Völlig unklar bleibt weiterhin, wie stark und wie schnell die Erholung auf den globalen Märkten stattfindet. Unternehmen reagieren darauf mit Investitionszurückhaltung. Fahren auf Sicht ist derzeit die Devise. Die aktuellen Konjunkturdaten spiegeln damit die allgemeine Unsicherheit wider.
Investitionen vonnöten
Dennoch zeigt der Ausblick auf die nächsten Monate auch wieder leichten Optimismus. So wird die Geschäftslage in sechs Monaten wieder etwas positiver eingeschätzt. Die auf den Shutdown folgenden Lockerungsmaßnahmen, gefolgt von Konjunkturpaketen, haben die Situation deutlich entschärft. Leicht verbessert hat sich auch der Indikator für den Beschäftigungsstand in drei Monaten.
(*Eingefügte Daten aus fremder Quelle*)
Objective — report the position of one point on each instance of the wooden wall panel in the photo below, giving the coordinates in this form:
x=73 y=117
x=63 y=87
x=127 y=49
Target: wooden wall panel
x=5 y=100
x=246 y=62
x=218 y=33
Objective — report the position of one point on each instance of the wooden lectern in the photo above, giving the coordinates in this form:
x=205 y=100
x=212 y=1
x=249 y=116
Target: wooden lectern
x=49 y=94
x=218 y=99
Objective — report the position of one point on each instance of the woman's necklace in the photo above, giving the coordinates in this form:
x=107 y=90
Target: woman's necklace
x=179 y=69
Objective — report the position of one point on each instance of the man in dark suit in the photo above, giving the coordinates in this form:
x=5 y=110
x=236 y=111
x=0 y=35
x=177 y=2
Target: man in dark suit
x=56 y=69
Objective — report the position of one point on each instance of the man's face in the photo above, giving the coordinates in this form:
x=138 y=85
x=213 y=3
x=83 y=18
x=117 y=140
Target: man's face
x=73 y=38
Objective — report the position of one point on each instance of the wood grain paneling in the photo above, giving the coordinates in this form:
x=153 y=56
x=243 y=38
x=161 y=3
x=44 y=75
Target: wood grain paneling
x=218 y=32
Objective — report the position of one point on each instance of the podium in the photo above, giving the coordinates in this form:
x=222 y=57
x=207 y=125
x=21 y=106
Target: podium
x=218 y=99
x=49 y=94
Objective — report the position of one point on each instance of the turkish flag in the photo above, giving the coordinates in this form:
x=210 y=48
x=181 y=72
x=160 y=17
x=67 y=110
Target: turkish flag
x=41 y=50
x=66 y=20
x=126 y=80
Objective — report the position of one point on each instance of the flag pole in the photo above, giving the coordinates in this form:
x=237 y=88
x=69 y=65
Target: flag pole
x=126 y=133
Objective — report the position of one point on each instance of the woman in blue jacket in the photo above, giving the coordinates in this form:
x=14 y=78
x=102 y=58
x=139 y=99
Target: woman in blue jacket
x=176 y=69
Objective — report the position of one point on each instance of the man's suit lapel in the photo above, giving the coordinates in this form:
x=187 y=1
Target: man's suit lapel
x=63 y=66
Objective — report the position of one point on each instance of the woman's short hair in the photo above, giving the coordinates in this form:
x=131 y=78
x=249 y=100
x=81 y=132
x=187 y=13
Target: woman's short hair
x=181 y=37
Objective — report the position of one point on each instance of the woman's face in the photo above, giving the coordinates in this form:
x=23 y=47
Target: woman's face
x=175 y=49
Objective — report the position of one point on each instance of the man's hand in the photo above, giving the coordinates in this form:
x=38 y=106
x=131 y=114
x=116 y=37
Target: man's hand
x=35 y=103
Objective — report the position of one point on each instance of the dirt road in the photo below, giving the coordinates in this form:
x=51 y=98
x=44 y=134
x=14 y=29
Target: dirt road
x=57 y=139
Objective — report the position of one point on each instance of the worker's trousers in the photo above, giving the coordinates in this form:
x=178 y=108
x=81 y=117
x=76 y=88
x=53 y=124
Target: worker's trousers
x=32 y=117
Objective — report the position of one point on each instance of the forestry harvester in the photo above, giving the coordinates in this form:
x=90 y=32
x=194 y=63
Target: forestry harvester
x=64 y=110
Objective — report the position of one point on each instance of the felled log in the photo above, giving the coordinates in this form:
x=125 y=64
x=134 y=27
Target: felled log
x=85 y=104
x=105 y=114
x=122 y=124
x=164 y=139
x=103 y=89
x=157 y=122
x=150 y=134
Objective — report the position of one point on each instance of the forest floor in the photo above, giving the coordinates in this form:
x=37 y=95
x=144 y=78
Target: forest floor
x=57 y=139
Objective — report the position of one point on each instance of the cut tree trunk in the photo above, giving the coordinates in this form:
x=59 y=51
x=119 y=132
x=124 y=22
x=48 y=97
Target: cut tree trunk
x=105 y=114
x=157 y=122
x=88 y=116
„Ein nachhaltiger Weg aus der Krise kann nur über investitionsgetriebenes Wachstum führen“, betont Ingrid Puschautz-Meidl, Geschäftsführerin der IV Burgenland. Es braucht daher rasch eine optimistische Stimmung und die entsprechenden Rahmenbedingungen wie konjunkturstärkende Maßnahmen, um dem Standort wieder den nötigen Aufschwung zu verleihen. „Hier sind vor allem gezielte Förderungen von Investitionen sowie die Senkung der Körperschaftssteuer gefragt. Retro-Belastungsideen wie neue Steuern oder gar Arbeitszeitverkürzung sind Arbeitsplatz-Vernichter und somit völlig kontraproduktiv“, so Puschautz-Meidl.